L’Impact a remporté le championnat de fin de saison, Biello a officialisé sa retraite et il s’est par la suite retrouvé sur les lignes de touche comme adjoint jusqu’en 2015.

Biello admet qu’il a eu besoin d’une période d’adaptation pour faire la transition du statut de joueur à celui d’entraîneur.

«Lors de mes deux premières années, j’ai dû me reprogrammer pour ne plus penser comme un joueur et voir les choses autrement.»

Il a été adjoint sous Dos Santos et Nick De Santis en seconde division et ensuite avec Jesse Marsch, Marco Schällibaum et Frank Klopas en MLS.

«Sous Marco Schällibaum, je suis un peu devenu son adjoint numéro un. Quand Jesse est parti [avant l’embauche de Schällibaum], c’est moi qui ai pris la relève pour un voyage de deux semaines en Italie.»

Apprentissage 

En août 2015, les choses ne tournent pas rond chez l’Impact. L’équipe vient d’embaucher Didier Drogba, mais Frank Klopas ne fait pas gagner son équipe. Il est congédié très tard un samedi soir après un revers à Toronto et on annonce le lendemain la nomination de Biello pour lui succéder.

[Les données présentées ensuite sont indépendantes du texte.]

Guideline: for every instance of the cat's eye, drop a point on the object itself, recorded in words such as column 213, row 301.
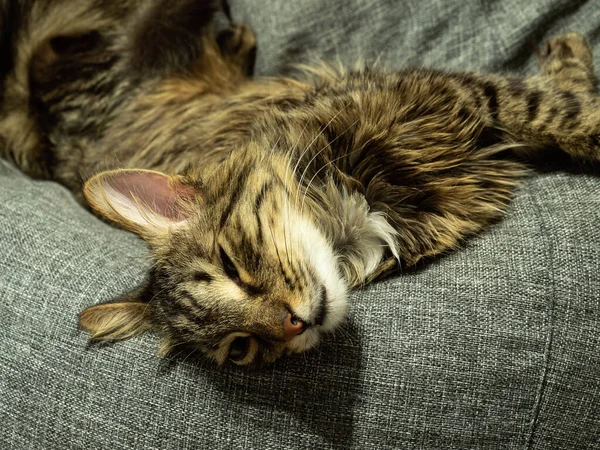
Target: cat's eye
column 239, row 348
column 228, row 265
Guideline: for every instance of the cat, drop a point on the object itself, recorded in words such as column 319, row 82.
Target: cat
column 264, row 202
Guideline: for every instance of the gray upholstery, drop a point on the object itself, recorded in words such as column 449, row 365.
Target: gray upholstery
column 496, row 345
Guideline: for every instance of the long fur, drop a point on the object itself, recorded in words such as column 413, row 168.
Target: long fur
column 302, row 188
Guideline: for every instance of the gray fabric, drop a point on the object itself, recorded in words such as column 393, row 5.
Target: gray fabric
column 494, row 346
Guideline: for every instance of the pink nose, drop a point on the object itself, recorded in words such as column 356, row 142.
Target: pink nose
column 292, row 327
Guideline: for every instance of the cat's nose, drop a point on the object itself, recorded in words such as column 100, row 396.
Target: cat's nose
column 292, row 326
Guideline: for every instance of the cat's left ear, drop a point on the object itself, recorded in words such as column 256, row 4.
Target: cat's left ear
column 146, row 202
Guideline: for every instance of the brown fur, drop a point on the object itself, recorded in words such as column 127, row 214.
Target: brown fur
column 414, row 161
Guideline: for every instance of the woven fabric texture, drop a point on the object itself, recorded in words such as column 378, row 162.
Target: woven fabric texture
column 495, row 346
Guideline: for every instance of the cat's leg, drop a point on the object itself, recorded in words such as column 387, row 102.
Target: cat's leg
column 557, row 108
column 568, row 62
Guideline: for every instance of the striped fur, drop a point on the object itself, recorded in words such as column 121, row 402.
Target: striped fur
column 268, row 199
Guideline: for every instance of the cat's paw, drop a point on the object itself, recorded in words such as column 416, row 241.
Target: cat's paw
column 238, row 45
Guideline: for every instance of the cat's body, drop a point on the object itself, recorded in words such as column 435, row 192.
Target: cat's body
column 282, row 194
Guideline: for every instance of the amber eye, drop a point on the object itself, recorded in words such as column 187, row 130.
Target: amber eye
column 228, row 265
column 239, row 348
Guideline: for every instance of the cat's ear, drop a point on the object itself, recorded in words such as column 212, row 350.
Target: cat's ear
column 144, row 201
column 115, row 321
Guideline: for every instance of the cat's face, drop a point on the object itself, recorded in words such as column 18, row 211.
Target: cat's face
column 241, row 271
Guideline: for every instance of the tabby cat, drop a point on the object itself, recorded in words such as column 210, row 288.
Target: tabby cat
column 263, row 202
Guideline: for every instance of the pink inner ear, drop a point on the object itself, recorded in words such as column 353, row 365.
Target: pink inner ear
column 154, row 190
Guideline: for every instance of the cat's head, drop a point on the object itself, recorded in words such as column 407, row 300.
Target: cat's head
column 240, row 271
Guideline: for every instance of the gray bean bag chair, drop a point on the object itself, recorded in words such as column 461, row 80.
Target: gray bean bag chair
column 494, row 346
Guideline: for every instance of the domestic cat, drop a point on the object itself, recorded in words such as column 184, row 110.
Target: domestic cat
column 264, row 201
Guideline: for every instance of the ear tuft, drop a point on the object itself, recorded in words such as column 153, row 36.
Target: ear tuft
column 143, row 201
column 115, row 321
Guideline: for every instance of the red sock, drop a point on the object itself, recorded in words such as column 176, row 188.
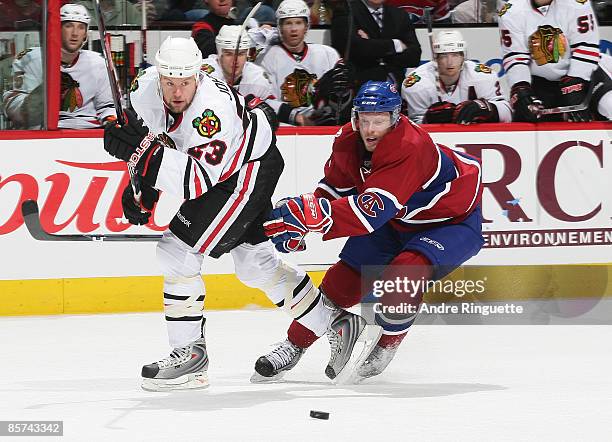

«Je savais que ça serait dur, les conférences de presse ne sont pas les mêmes à Montréal que dans les autres villes. Il y a une pression de bien faire à Montréal.»

«J’ai pris l’équipe, on était en neuvième place, on s’est rendu en troisième place, et l’année suivante, on était à quelques minutes de la finale.»

La saison 2017 n’a pas été facile, et il le savait, c’est pourquoi son congédiement quelques jours après la fin du calendrier régulier ne l’a pas bouleversé.

«C’est normal que dans ce métier-là, les choses se terminent. En 2017, c’était une année de transition, on le savait au début de l’année et on l’a vu quand Rémi Garde a changé l’équipe progressivement en arrivant l’année suivante.»

Progression 

Biello soutient qu’il n’a pas étouffé sous la pression à Montréal, bien qu’elle était bien perceptible.

«Le fait de préparer l’équipe sur le plan tactique, c’est quasiment ce qui était le plus facile. C’est le quotidien qui était plus lourd, la gestion des joueurs, les médias, les réunions.»

Cela dit, il n’est pas parti en claquant la porte et estime avoir tout donné à cette équipe.

«J’ai été chez l’Impact pendant 25 ans, c’était peut-être le temps de passer à autre chose. J’ai toujours mis l’équipe devant moi.»

Depuis 2018, Biello est l’adjoint de John Herdman, qui dirige l’équipe nationale masculine du Canada. Bien qu’il doive se rendre régulièrement à Toronto, il travaille à partir de chez lui, à Saint-Léonard.

«C’est différent de travailler avec l’équipe nationale, j’ai plus un rôle de planification, je fais du repérage. C’est différent parce que je ne suis pas tous les jours sur le terrain.»

Vers les olympiques? 

Biello s’occupe en plus des équipes des moins de 20 ans et des moins de 23 ans. Cette dernière va tenter de se qualifier pour les Jeux olympiques de Tokyo, s’ils ont lieu l’an prochain. Il compte sur beaucoup de très bons jeunes joueurs comme Alphonso Davies et Jonathan David. Et ceux-ci vont devenir la locomotive du soccer canadien, qui est en train de devenir cool.

«Avec des jeunes comme Davies et David, on commence à voir de plus en plus de jeunes qui veulent jouer pour le Canada. Il y a des jeunes avec des passeports canadiens un peu partout. Un jeune qui pourrait porter les couleurs du Portugal, par exemple, va considérer l’équipe du Canada avec le talent qu’on a.»